Peter Bookvar, chief investment officer at Bleakley Advisory Group, doesn’t anticipate a return to half-point increases. “We had more than enough guidance going into the last Fed hike from others that do vote that 25 bps was going to be the new norm and that won’t change,” he wrote on his blog.
Tim Duy, chief U.S. economist at SGH Macro Advisers, said Fed officials haven’t explained very well why they wouldn’t just raise rates by a half-point in March, as even then the fed funds rate would still be below the central bank’s anticipated terminal rate of 5.375%. “It clearly became more concerned with the risk of overtightening, and suddenly downplayed the need for higher unemployment.
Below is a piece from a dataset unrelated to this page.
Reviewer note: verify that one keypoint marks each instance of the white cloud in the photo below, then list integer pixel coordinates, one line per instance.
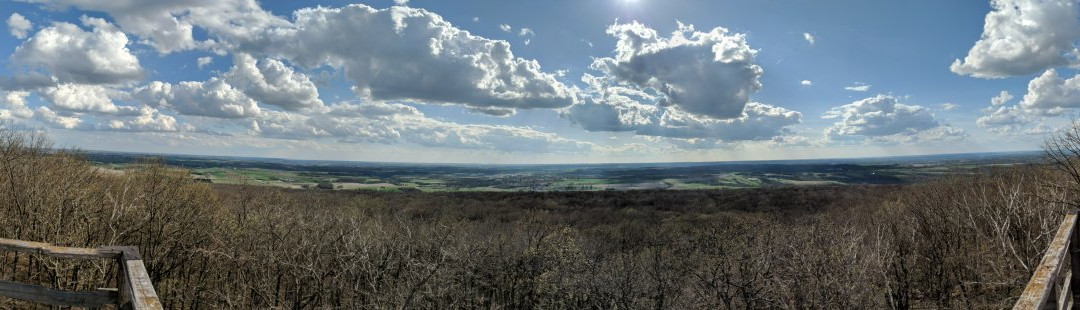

But it must be the case that recent data reduces the risk that the Fed was close to overtightening, and raises the risk it will soon again fall behind the curve,” said Duy.
The key data to answer the question of whether the Fed will step up the pace of rate hikes will arrive in March, as both payrolls and consumer price indexes for February will be released before the next Fed decision.
“Fedspeak like [Thursday’s] will lead market participants toward a 50bp hike if incoming data follows the recent trend. If the Fed doesn’t want that, leadership needs to be explaining why it won’t happen, or [Chair Jerome] Powell will need to reset expectations ahead of the employment report,” said Duy.
The yield on the 2-year Treasury TMUBMUSD02Y, 4.629% was 4.69%, not far from the 52-week high of 4.73%. U.S. stock futures ES00, -0.12% were pointing to a lower start after a weak finish on Thursday, in which the S&P 500 SPX, -0.28% lost 1.4%.